Orang awam mengasosiasikan sosiologi dengan tumpukan buku-buku tebal tanpa gambar dengan pembaca berkaca mata minus yang dijuluki kutu buku. Mereka menganggap sosiologi hanya dapat dipelajari oleh orang yang sungguh-sungguh berminat dengan teks-teks bacaan dengan ilmu-ilmu sosial. Padahal kenyataannya tidaklah demikian.
Ilmu sosiologi bukanlah ilmu imajiner yang menggantung di awang-awang atau ilmu yang berisi konsep-konsep dan teori tanpa realitas yang sulit ditangkap maknanya. Sebaliknya, ilmu sosiologi merupakan realitas sosial yang menjadi bagian keseharian hidup setiap orang yang dirumuskan dalam konsep-konsep sosiologis yang objektif dan universal. Jadi, tidak benar kalau ilmu sosiologi dianggap sebagai sesuatu yang rumit karena fenomena sosiologis tersebut mengambil objek atau kajian manusia dan lingkungannya sebagai makhluk sosiologis.

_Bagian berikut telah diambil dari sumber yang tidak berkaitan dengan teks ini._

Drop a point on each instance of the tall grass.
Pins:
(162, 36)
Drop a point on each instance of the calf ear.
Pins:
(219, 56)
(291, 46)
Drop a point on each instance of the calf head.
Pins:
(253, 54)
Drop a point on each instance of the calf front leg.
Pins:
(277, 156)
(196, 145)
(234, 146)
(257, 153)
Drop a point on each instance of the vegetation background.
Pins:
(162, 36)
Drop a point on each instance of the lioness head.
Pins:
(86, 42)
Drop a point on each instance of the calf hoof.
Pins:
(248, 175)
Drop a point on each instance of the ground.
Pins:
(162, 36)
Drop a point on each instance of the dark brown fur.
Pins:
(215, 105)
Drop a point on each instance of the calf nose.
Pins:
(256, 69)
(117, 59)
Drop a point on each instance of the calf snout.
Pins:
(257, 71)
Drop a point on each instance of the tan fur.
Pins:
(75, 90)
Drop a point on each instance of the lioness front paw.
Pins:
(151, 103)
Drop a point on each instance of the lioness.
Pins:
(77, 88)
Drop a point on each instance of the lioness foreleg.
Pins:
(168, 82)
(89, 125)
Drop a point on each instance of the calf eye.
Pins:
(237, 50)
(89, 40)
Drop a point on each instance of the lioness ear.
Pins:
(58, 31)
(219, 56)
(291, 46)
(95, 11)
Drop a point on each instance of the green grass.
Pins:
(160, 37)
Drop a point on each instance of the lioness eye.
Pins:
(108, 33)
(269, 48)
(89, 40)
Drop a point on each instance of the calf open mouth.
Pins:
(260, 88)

Ditengok jauh ke belakang, sosiologi merupakan ilmu yang termuda dibandingkan dengan ilmu-ilmu sosial lainnya, seperti fisika, astronomi, dan kimia. Awal munculnya sosiologi dapat dilihat sejak Revolusi Industri (1776) dan Revolusi Prancis (1789). Setting masyarakat pada waktu itu adalah masyarakat kota yang padat dengan segala permasalahannya menjadi inspirasi bagi August Comte (1798) yang kemudian diklaim sebagai Bapak Sosiologi. Comte untuk pertama kali menggunakan istilah sociology dalam bukunya yang berjudul "Positive Phylosophy" yang terbit tahun 1838. Sosiologi berasal dari kata latin socius yang berarti "kawan" dan kata Yunani logos yang berarti "kata" atau "bicara". Jadi sosiologi berarti ilmu yang membicarakan mengenai kawan (orang lain) atau masyarakat.

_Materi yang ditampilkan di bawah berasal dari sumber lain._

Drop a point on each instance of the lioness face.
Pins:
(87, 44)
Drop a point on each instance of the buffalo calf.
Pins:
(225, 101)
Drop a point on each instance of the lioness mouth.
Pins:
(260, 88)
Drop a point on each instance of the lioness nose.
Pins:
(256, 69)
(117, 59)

Menurut Comte, di dalam hirarki ilmu, sosiologi harus didasarkan pada observasi dan klasifikasi yang sistematis, dan bukan kekuasaan serta spekulasi. Filosofi positivisme Comte tersebut berperan besar dalam membentuk paradigma keilmuan sampai pengujung abad ke-20. Sekalipun paradigma pasca-positivisme, (pasca strukturalisme/post-modernisme) kini sudah menggoyahkan paradigma positivisme, namun masih sangat signifikan jumlah penganut positivisme Comte tersebut.
Misalnya saja rasionalisme atau logosentrisme menjadi bagian pola pikir dan tindakan masyarakat pada umumnya di seluruh dunia ini, yakni masyarakat yang dirasuki pragmatisme. Dengan demikian, sosiologi pada hakikatnya bukanlah semata-mata ilmu murni (pure science), namun juga merupakan ilmu terapan (applied science) yang menyajikan cara-cara mempergunakan pengetahuan ilmiah guna memecahkan masalah praktis atau masalah sosial yang perlu ditanggulangi.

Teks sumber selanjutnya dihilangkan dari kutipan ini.